Baseando-se em interceptações anteriores — incluindo a apreensão do Skipper em 10 de dezembro por descida de helicóptero e o embarque no Centuries em 21 de dezembro —, as forças dos EUA visaram mais dois petroleiros no fim de semana. No sábado, a Guarda Costeira apreendeu o Centuries, de bandeira panamenha e não sujeito a sanções dos EUA, enquanto perseguia simultaneamente o Bella 1 a caminho de carregar petróleo venezuelano.
Essas operações se alinham ao bloqueio declarado por Trump contra petroleiros sancionados que entram ou saem da Venezuela, para conter as exportações de petróleo que financiam Maduro. A campanha também abrange ataques dos EUA desde setembro contra mais de duas dúzias de navios supostamente ligados ao tráfico de drogas no Caribe e no Pacífico, resultando em mais de 100 mortes.

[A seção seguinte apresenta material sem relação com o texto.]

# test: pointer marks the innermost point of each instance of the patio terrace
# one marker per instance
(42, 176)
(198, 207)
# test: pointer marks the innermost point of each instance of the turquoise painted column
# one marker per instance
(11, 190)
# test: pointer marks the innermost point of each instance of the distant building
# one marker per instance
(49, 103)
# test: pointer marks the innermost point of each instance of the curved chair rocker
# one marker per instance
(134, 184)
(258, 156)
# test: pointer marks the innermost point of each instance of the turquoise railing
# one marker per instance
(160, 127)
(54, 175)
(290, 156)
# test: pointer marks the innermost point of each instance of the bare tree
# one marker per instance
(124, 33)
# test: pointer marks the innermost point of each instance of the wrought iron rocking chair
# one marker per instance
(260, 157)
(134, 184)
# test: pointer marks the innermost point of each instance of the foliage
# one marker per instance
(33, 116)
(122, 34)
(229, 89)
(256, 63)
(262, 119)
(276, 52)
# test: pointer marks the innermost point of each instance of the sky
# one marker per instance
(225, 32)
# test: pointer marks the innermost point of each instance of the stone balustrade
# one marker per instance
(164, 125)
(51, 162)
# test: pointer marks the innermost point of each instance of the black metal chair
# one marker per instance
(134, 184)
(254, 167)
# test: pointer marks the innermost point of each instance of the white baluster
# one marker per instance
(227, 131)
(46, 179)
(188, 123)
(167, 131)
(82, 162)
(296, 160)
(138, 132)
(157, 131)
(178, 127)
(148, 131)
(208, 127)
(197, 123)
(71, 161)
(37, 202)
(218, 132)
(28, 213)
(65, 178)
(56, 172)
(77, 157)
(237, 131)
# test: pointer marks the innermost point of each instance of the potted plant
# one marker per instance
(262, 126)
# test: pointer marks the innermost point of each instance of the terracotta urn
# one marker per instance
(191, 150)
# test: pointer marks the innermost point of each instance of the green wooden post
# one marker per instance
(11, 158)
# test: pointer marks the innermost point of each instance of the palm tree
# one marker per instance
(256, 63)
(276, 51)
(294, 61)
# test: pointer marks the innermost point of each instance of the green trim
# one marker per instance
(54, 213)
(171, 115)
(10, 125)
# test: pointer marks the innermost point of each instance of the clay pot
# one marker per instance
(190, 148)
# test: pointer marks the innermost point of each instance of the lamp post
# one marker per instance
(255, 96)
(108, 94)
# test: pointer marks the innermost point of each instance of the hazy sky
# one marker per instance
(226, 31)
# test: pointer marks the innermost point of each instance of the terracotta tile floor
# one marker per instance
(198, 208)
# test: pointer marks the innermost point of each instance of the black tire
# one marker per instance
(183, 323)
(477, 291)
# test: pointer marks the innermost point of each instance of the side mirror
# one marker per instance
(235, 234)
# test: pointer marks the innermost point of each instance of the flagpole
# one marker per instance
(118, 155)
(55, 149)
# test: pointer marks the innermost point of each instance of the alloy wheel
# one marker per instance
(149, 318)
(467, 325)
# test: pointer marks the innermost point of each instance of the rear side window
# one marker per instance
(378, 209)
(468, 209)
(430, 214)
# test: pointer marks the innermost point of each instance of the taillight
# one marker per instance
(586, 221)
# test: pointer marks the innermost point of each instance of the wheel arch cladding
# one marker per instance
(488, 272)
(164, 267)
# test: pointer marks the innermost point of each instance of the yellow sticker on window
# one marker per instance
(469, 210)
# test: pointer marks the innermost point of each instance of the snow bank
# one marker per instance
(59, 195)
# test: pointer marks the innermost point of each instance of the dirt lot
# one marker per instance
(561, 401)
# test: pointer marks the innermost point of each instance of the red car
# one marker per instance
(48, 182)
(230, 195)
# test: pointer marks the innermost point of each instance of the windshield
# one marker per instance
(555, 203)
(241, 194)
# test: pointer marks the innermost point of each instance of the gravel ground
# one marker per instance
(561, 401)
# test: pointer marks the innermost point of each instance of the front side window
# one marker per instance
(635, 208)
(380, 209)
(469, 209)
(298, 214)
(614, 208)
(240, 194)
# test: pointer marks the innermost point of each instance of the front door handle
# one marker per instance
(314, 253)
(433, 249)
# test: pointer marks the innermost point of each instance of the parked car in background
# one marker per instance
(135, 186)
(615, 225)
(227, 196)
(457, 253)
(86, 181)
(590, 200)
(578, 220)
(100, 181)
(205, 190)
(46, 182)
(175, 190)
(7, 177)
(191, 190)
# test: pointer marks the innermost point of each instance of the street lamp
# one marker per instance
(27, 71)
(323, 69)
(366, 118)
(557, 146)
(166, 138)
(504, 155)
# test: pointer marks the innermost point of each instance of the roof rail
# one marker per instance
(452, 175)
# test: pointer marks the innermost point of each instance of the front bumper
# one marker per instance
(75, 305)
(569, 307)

As críticas aumentaram no domingo, quando o senador republicano do Kentucky Rand Paul condenou as ações: «Eu considero isso uma provocação e um prelúdio à guerra... Não é função do soldado americano ser o policial do mundo. Portanto, não sou a favor da confisco desses navios. Não sou a favor de explodir esses barcos de pessoas desarmadas suspeitas de serem traficantes de drogas.»
Essas medidas aumentam as tensões entre EUA e Venezuela, com demandas mais amplas pela devolução de ativos petrolíferos americanos expropriados.